“Il Presidente del Consiglio, Mario Draghi, esprime il più profondo cordoglio del Governo e suo personale per la morte di Shinzo Abe. L’Italia è sconvolta per il terribile attentato, che colpisce il Giappone, il suo libero dibattito democratico. Abe è stato un grande protagonista della vita politica giapponese e internazionale degli ultimi decenni, grazie al suo spirito innovatore, alla sua visione riformatrice. L’Italia si stringe ai suoi cari, al Governo e all’intero popolo giapponese”. E’ quanto si legge in una nota di Palazzo Chigi.

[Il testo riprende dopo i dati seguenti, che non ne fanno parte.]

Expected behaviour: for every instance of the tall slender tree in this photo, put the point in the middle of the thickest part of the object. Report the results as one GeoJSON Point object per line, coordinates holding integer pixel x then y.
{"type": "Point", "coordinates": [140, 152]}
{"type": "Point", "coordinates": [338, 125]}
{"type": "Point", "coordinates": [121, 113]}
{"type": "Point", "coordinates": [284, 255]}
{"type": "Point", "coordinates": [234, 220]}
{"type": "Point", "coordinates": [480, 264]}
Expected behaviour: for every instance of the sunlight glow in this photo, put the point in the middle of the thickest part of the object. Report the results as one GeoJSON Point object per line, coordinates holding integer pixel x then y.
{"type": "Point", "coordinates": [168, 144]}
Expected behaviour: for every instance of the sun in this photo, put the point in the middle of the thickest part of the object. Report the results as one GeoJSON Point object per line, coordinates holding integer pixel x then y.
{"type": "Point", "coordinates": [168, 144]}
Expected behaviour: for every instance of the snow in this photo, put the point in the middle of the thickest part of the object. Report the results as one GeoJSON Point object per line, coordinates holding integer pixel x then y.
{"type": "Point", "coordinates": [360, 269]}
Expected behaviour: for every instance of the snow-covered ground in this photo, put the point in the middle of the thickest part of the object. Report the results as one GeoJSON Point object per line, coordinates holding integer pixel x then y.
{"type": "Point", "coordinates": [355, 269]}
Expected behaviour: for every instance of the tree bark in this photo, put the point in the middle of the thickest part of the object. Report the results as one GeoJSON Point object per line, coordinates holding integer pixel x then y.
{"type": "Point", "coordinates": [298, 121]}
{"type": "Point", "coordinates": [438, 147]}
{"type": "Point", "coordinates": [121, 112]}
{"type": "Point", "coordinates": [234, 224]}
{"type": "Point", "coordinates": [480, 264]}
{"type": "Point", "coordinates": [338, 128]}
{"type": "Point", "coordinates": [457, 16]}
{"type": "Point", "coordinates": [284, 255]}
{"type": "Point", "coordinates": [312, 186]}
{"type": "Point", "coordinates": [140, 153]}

“Vicino alle Istituzioni e al popolo giapponese per la morte dell’ex Primo Ministro Shinzo Abe. Una notizia scioccante. A loro va tutta la nostra solidarietà, la stessa che ho già espresso alla delegazione del Giappone qui al G20 di Bali”. Lo scrive su Twitter il ministro degli Esteri, Luigi Di Maio.
“È morta una persona meravigliosa, grande democratico e paladino dell’ordine mondiale multilaterale. Piango con la sua famiglia, i suoi amici e tutta la gente del Giappone. Questo brutale e codardo omicidio di Shinzo Abe sconvolge il mondo intero”. Così, in un tweet, la presidente della Commissione Ue Ursula von der Leyen commenta l’assassinio in giappone dell’ex premier nipponico. Dello stesso tono il messaggio della presidente del Parlamento Ue, Roberta Mersola, e del presidente del Consiglio europeo Charles Michel. Quest’ultimo scrive: “Non capirò mai la brutale uccisione di questo grande uomo. Giappone, gli europei piangono con te”.
Shinzo Abe, morto oggi a Nara dopo essere stato colpito dai proiettili sparati da un ex militare 41enne, e’ stato il primo ministro piu’ longevo politicamente nella storia del Giappone post-bellico con la doppia esperienza alla guida del governo, finita sempre per motivi di salute: nella prima, a cavallo tra il 2006 e il 2007, conquisto’ il titolo di premier piu’ giovane ad approdare alla Kantei, mentre nella seconda consolido’ il record alla guida del governo, dal 2012 al 2020. L’ex premier, 67 anni, fa parte di una delle famiglie politiche piu’ blasonate del Giappone, del partito Liberal Democratico (Jiminto).